Sean looked around. “Jarvinen said you got one guy out?”
Crane nodded his head in the direction of one of the ambulances. “He’s a bit shaken up, but he’ll be all right. He’d been taking a break up top, and had just arrived back down at the bottom of the shaft when all hell broke loose. I don’t hold out much hope for the rest of them,” he said.
Sean walked over to the ambulance, and saw the mine worker sitting on the step, the ambulance doors open. Sean didn’t know him, but he thought he was Turkish or something. Poor bastard.
He looked up as Sean approached. Sean sat down next to him.
“Do you know what happened?”
For a moment, the man kept shaking his head. “Terrible,” he said, eventually.
“Looks bad?” Sean asked.
Still, the man shook his head.
Sean carefully tried again. “You had just arrived back down?” he said, in slow English.
The man looked at him. “I come for break. Up top. You know. Coffee. Cigarette. Just ten minutes.”
Sean nodded. “Then you went back down.”
“Yes. I go back down. Then …”
He turned his head down, tears rolling down his dirt-stained face.
“Were they blasting last night?”
The man didn’t answer. Sean touched his arm, and the man reacted as though jolted by an electric shock.
“Yes, blasting. I was here. I heard blast. I put out cigarette, and go down. Much work.”
Sean knew. In particularly difficult sections of the rock, they needed to blast it to create fissures and crevices, so that the drilling and boring machines could get in and do their work. But he knew that before they could do that, there was a lot of clearing away of blasted rock to do, to keep the floor area clear for the heavy machinery.
“So I go back down. I arrive at the bottom. I hear the machines, so I get on buggy to drive to face. Then it happened.”
Sean frowned. “Are you sure? Could it have been another blast? Something else?”
The man looked at him, staring into Sean’s eyes, trying to find some answers to unasked questions. “You know. After blast, you clear. Then drill.”
“And you went back down as soon as you heard the blast? You didn’t wait? Or go down before?”
The man leaned away, shocked. “What you say? I am a lier? I told you. You know. I heard blast. I put out cigarette, and go down. Five minutes.”

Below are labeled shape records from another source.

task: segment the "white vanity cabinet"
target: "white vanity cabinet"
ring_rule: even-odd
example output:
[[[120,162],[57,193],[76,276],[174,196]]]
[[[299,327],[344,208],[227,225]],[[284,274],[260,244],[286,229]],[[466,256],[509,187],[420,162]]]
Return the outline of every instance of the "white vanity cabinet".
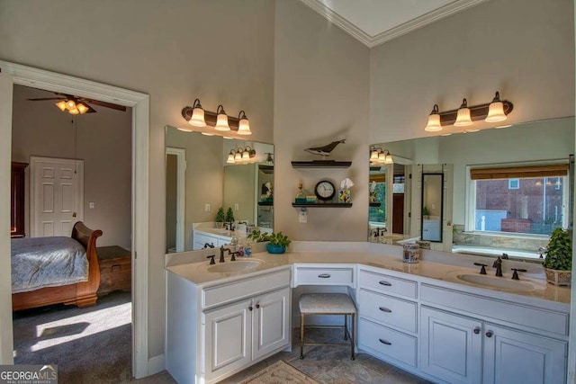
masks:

Sean knew the personnel lift took a little under five minutes to descend from the head of the shaft down to the mine floor. So what could have caused the collapse? Could they have set another charge? Not in five minutes. He had to believe this man, they had no other information to go on.
Sean patted the man on the shoulder. “You should go to hospital. Get checked out.”
The man shook his head. “No. I stay here. No hospital. I wait my friends.”
Sean nodded. He would do the same – had done the same, some years ago. That time, most of his colleagues got out all right. He had the feeling that it wouldn’t be the same this time.